Volume baixo

Depois de acumular alta de mais de 5% no mês até sexta-feira, ontem a Bovespa acompanhou os mercados internacionais e realizou parte dos lucros recentes, num dia de volume baixo. A cautela externa contribuiu para o movimento. As principais blue chips - Petrobras e Vale - terminaram em direções distintas. A queda só não foi maior ontem em razão da disputa entre comprados e vendidos em índice futuro, operação que acontece amanhã.
Ibovespa

O Ibovespa encerrou com baixa de 0,27%, aos 59.122,74 pontos. Na mínima, o índice atingiu 58.601 pontos (-1,15% e, na máxima, 59.543 pontos (+0,44%). No mês, o ganho ficou em 5,39% e, no ano, em 4,17%. O giro financeiro limitou-se em R$ 5,221 bilhões - o menor desde 25 de julho, quando atingiu R$ 5,000 bilhões.
Desaceleração

A ausência de indicadores relevantes ontem, ajudou na realização de lucros e no baixo volume de negócios. Dados fracos sobre a economia do Japão também ajudaram o movimento. O país asiático informou anteontem à noite que o Produto Interno Bruto (PIB) se desacelerou para 1,4% no trimestre entre abril e junho deste ano, abaixo da expansão de 4,7% registrada no primeiro trimestre e também abaixo da previsão dos economistas, de avanço de 2,7%.
Notícias

Para o gerente de mesa de renda variável da corretora Hcommcor, Ariovaldo Santos, enquanto não houver notícias relevantes lá de fora o mercado vai continuar mais voltado para operações do dia a dia. ''O mercado está à espera de notícias para o bem ou para o mal. Todo mundo está aguardando notícia lá de fora, da Europa, China e dos EUA. Por isso, estamos vivendo mais um mercado de giro'', disse.
Índice futuro

Para o profissional, a tradicional briga entre comprados e vendidos em índice futuro deve ser um pouco mais fraca hoje e amanhã. ''Não credito que este vencimento vai ter briga forte. Já teve muita rolagem. Muito fundo comprando curto e vendendo longo (índice). É um exercício normal de zeragem antecipada'', disse.
Disputa

Já o operador de outra corretora não descarta a disputa. ''A Bolsa está num nível muito diferente do último vencimento (índice futuro), acredito que amanhã (hoje) a disputa vai se intensificar muito. Ninguém quer perder este nível. Até agora, os comprados estão levando'', afirmou.
Petrobras

As ações da Petrobras fecharam em queda. O papel ON perdeu 0,27% e o PN caiu 0,19%. Já Vale conseguiu terminar no azul (+0,08% a ON e estável a PNA).
Destaques

MMX e Banco do Brasil lideraram os destaques de queda do índice, com recuo de 4,23% e 3,10%, respectivamente.
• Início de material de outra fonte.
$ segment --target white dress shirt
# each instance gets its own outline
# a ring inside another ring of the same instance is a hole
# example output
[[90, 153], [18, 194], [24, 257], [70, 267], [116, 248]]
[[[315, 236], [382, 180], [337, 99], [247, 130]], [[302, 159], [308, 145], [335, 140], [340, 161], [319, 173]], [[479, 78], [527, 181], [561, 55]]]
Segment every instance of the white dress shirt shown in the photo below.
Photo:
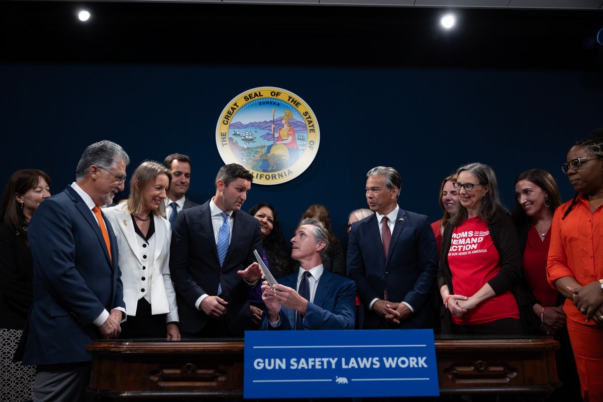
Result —
[[[92, 209], [96, 206], [96, 203], [92, 201], [92, 197], [88, 195], [88, 193], [82, 190], [81, 187], [78, 186], [77, 183], [75, 181], [71, 183], [71, 187], [75, 190], [75, 192], [77, 192], [78, 195], [81, 197], [81, 199], [84, 200], [84, 203], [86, 204], [86, 206], [88, 207], [88, 209], [90, 210], [90, 213], [92, 214], [92, 216], [94, 217], [94, 221], [96, 222], [96, 224], [98, 225], [98, 227], [100, 228], [101, 224], [99, 223], [98, 219], [96, 219], [96, 214], [95, 214], [94, 211], [92, 210]], [[111, 250], [109, 250], [109, 254], [111, 254]], [[115, 307], [115, 309], [119, 310], [124, 313], [125, 312], [125, 309], [123, 307]], [[123, 314], [122, 315], [125, 316], [125, 315]], [[103, 312], [101, 313], [101, 315], [96, 317], [96, 319], [92, 321], [92, 324], [97, 327], [100, 327], [105, 323], [105, 321], [107, 321], [107, 319], [109, 318], [109, 312], [107, 311], [106, 309], [103, 310]], [[125, 320], [122, 319], [121, 322], [123, 322]]]
[[[379, 212], [375, 212], [375, 215], [377, 216], [377, 224], [379, 226], [379, 233], [381, 235], [381, 238], [383, 239], [383, 217], [387, 216], [387, 227], [390, 228], [390, 234], [394, 231], [394, 226], [396, 225], [396, 222], [398, 219], [398, 211], [400, 210], [400, 207], [397, 205], [396, 206], [396, 209], [387, 214], [387, 215], [382, 215]], [[390, 243], [391, 245], [391, 243]], [[386, 286], [387, 285], [386, 284]], [[373, 308], [373, 305], [375, 304], [375, 302], [379, 300], [376, 297], [372, 300], [371, 300], [370, 304], [368, 305], [368, 309], [370, 310]], [[397, 303], [394, 300], [392, 300], [394, 303]], [[414, 312], [414, 309], [412, 308], [410, 304], [405, 301], [402, 302], [406, 304], [406, 307], [410, 309], [411, 311], [413, 313]]]

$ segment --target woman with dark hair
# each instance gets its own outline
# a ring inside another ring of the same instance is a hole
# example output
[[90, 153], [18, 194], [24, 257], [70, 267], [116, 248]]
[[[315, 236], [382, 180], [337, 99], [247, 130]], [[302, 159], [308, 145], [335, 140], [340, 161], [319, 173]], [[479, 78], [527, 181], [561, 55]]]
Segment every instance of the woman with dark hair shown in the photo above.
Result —
[[549, 283], [567, 300], [567, 331], [584, 401], [603, 401], [603, 128], [580, 140], [561, 165], [576, 190], [551, 228]]
[[546, 281], [546, 259], [551, 243], [551, 224], [561, 204], [555, 179], [548, 172], [531, 169], [515, 179], [515, 205], [512, 218], [522, 248], [523, 277], [540, 334], [553, 335], [561, 347], [555, 352], [557, 377], [563, 386], [548, 401], [580, 400], [579, 382], [572, 345], [566, 326], [564, 298]]
[[347, 276], [346, 257], [343, 254], [343, 246], [341, 245], [341, 242], [339, 241], [339, 239], [333, 234], [329, 210], [321, 204], [311, 205], [306, 210], [303, 216], [302, 217], [302, 220], [309, 218], [313, 218], [320, 221], [329, 233], [329, 242], [330, 247], [329, 249], [328, 256], [323, 261], [323, 266], [330, 272], [344, 277]]
[[[496, 177], [489, 166], [471, 163], [459, 168], [456, 177], [459, 203], [444, 230], [438, 271], [442, 333], [531, 331], [522, 319], [532, 318], [531, 306], [523, 298], [518, 303], [511, 292], [521, 277], [521, 251]], [[528, 311], [520, 314], [520, 306]]]
[[440, 251], [442, 246], [442, 234], [446, 222], [450, 218], [458, 204], [458, 191], [454, 188], [452, 183], [456, 181], [456, 175], [450, 175], [442, 181], [440, 186], [440, 207], [444, 211], [442, 219], [431, 224], [431, 228], [435, 236], [435, 243], [438, 247], [438, 260], [440, 260]]
[[143, 162], [132, 175], [128, 199], [104, 210], [119, 250], [128, 316], [121, 324], [121, 338], [180, 339], [169, 272], [172, 233], [159, 209], [171, 180], [171, 171], [163, 165]]
[[13, 354], [33, 302], [33, 263], [27, 226], [40, 204], [50, 196], [50, 178], [24, 169], [11, 175], [0, 207], [0, 400], [31, 398], [35, 366], [13, 363]]
[[[292, 260], [283, 238], [280, 219], [274, 207], [268, 203], [259, 203], [249, 210], [249, 215], [260, 223], [262, 232], [262, 259], [270, 273], [278, 280], [293, 272]], [[256, 329], [262, 319], [264, 301], [262, 289], [257, 286], [249, 289], [249, 304], [251, 310], [251, 321]]]

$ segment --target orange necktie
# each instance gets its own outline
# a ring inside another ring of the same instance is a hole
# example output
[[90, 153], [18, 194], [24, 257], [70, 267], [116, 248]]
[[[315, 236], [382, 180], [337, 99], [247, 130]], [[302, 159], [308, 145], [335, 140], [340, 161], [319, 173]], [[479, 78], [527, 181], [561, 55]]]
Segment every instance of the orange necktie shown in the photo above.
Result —
[[98, 205], [94, 206], [94, 208], [92, 209], [92, 211], [94, 212], [94, 215], [96, 216], [96, 220], [98, 221], [98, 224], [101, 227], [101, 231], [103, 232], [103, 238], [105, 239], [105, 244], [107, 245], [107, 250], [109, 252], [109, 259], [111, 260], [111, 262], [113, 262], [113, 257], [111, 257], [111, 243], [109, 242], [109, 234], [107, 231], [107, 227], [105, 226], [105, 221], [103, 219], [103, 213], [101, 212], [101, 209], [98, 207]]

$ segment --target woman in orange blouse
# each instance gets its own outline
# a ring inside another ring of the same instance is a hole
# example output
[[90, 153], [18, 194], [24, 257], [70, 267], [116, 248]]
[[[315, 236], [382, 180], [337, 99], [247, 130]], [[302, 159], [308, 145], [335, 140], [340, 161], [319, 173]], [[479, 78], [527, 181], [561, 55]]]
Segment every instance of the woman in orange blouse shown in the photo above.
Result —
[[561, 165], [576, 195], [557, 209], [547, 263], [563, 311], [584, 401], [603, 401], [603, 129], [578, 141]]

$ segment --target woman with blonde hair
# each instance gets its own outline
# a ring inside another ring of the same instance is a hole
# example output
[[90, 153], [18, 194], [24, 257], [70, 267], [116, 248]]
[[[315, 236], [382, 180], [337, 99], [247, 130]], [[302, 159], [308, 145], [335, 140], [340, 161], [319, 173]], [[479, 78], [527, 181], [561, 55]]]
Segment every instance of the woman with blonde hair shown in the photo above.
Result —
[[458, 190], [454, 188], [452, 183], [456, 181], [456, 175], [452, 174], [444, 179], [440, 186], [440, 207], [444, 211], [442, 219], [431, 224], [431, 228], [435, 236], [435, 243], [438, 247], [438, 261], [440, 261], [440, 251], [442, 245], [442, 234], [444, 227], [450, 218], [450, 216], [458, 204]]
[[140, 164], [130, 196], [104, 210], [118, 240], [127, 319], [121, 338], [178, 340], [178, 309], [169, 272], [169, 222], [159, 206], [172, 172], [155, 162]]

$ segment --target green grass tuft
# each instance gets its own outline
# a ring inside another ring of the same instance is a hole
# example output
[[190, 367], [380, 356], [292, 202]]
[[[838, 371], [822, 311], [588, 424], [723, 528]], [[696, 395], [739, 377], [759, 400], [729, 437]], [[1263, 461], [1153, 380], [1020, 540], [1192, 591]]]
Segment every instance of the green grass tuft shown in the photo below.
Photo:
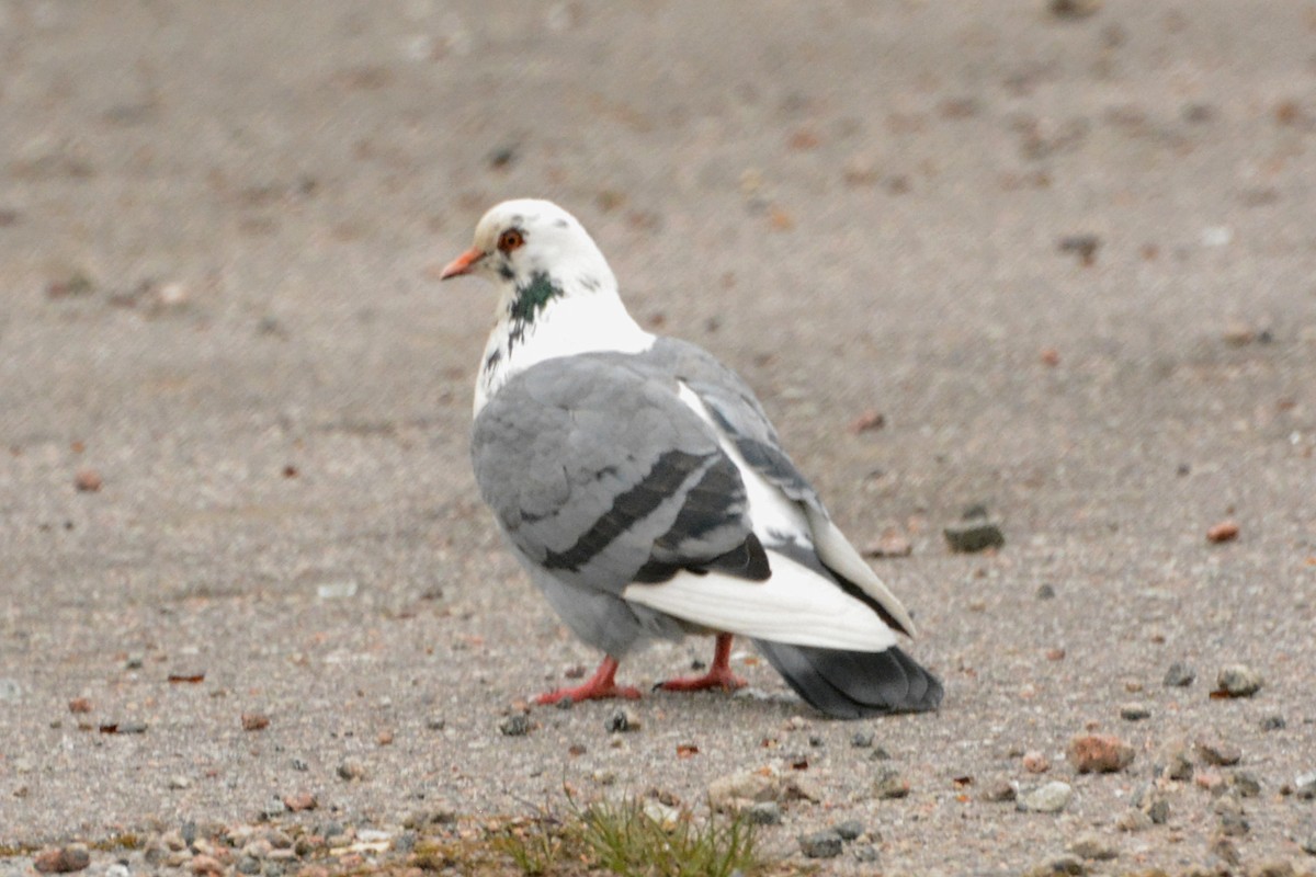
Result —
[[566, 819], [544, 815], [500, 832], [497, 848], [522, 874], [584, 874], [603, 869], [622, 877], [746, 877], [762, 873], [754, 826], [742, 815], [688, 810], [654, 815], [644, 801], [571, 802]]

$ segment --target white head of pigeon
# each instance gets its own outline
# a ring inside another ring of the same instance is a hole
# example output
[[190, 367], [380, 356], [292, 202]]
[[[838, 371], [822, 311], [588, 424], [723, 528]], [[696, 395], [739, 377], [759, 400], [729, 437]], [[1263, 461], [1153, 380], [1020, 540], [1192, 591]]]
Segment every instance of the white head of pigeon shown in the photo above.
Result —
[[472, 275], [499, 291], [475, 384], [475, 413], [513, 375], [555, 356], [640, 352], [654, 337], [617, 295], [608, 260], [579, 221], [551, 201], [519, 199], [494, 206], [475, 243], [440, 273]]
[[484, 214], [442, 279], [499, 289], [475, 388], [480, 494], [567, 626], [605, 657], [538, 703], [640, 697], [619, 660], [713, 632], [708, 672], [666, 690], [736, 689], [732, 636], [840, 718], [936, 709], [941, 682], [899, 648], [900, 601], [828, 515], [753, 391], [707, 351], [655, 338], [580, 224], [547, 201]]

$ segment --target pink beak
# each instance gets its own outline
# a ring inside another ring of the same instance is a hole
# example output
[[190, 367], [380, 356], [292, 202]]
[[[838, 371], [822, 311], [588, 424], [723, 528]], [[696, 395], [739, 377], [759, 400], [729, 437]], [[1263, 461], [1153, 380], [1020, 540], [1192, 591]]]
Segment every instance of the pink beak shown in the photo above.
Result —
[[463, 273], [470, 273], [475, 268], [475, 263], [484, 258], [484, 251], [471, 247], [462, 255], [457, 256], [438, 272], [440, 280], [447, 280], [449, 277], [459, 277]]

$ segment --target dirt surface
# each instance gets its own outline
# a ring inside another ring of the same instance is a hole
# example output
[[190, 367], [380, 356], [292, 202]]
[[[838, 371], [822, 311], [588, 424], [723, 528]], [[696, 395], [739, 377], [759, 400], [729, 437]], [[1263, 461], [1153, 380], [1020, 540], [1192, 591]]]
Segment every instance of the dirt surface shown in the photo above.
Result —
[[[1074, 5], [0, 1], [0, 869], [305, 793], [280, 818], [390, 832], [774, 764], [819, 801], [770, 852], [866, 831], [828, 873], [1087, 834], [1098, 873], [1316, 868], [1316, 7]], [[761, 697], [500, 732], [597, 659], [468, 471], [490, 293], [434, 268], [509, 196], [734, 366], [858, 544], [911, 542], [874, 563], [940, 714], [828, 722], [741, 653]], [[973, 504], [995, 554], [941, 536]], [[1211, 698], [1228, 664], [1265, 685]], [[1076, 774], [1090, 731], [1133, 763]]]

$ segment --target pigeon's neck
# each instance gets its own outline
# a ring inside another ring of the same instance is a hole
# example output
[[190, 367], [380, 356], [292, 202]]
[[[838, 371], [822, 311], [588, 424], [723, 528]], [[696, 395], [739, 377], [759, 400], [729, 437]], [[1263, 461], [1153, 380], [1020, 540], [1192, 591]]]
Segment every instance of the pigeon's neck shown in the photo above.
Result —
[[626, 312], [611, 272], [576, 280], [536, 272], [529, 281], [509, 281], [497, 316], [475, 381], [476, 414], [516, 373], [546, 359], [638, 354], [654, 343], [654, 335]]

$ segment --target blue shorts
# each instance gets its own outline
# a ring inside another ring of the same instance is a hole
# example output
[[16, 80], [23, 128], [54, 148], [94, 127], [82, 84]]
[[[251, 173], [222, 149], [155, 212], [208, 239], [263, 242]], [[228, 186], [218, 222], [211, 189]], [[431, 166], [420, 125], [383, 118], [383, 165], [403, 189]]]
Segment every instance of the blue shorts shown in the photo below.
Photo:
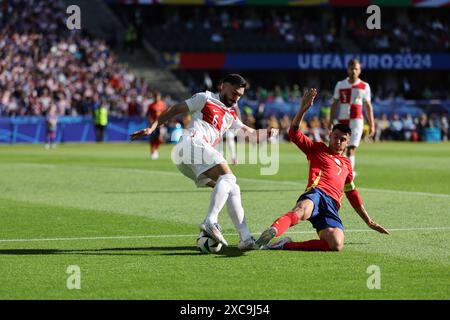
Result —
[[314, 203], [314, 209], [309, 217], [309, 222], [317, 232], [325, 228], [339, 228], [342, 231], [345, 230], [339, 217], [339, 208], [336, 201], [328, 196], [320, 189], [312, 188], [308, 192], [302, 194], [298, 198], [297, 203], [300, 200], [309, 199]]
A empresa do empresário Eike Batista divulgou balanço ontem, enquanto o BB informa seu resultado hoje.
Marfrig

Já o lado positivo do índice foi liderado por Marfrig (+6,57%) e Brookfield (+2,94%).
Nova York

Em Nova York, as bolsas fecharam em direções opostas. O índice Dow Jones e o S&P 500 registraram queda de 0,29% e 0,13%, enquanto o Nasdaq subiu 0,05%.
Câmbio
O dólar abriu com leve alta e renovou máximas sequenciais ao longo do dia, acompanhando a piora no exterior, mas fechou a R$ 2,022, com alta de 0,30%, abaixo da máxima desta segunda-feira. No mercado de balcão, o dólar foi a R$ 2,030 na máxima e bateu R$ 2,017 na mínima. Na BM&F, a moeda spot fechou em R$ 2,025, com ganho de 0,42% (dado preliminar). O giro financeiro total somava US$ 705,7 milhões (US$ 683,6 milhões em D+2) perto das 16h30 horas, ganhando um pouco mais de força em relação ao volume registrado em grande parte do dia. Em torno do mesmo horário, o dólar para setembro de 2012 estava cotado R$ 2,030, com alta de 0,27%.
Juros

Ao final da sessão regular da BM&F, a taxa dos contratos futuros de juros com vencimento em janeiro de 2013 (76.000 contratos) marcava 7,25%, ante o ajuste de 7,28% de sexta-feira. A taxa do DI para janeiro de 2014 (135.620 contratos) estava em 7,75%, ante 7,82% do ajuste anterior. Na ponta mais longa, o DI para janeiro de 2017 (38.460 contratos) tinha taxa de 9,20%, ante ajuste de 9,25%, e o DI para janeiro de 2021 (2.470 contratos) marcava 9,84%, de 9,88% do ajuste.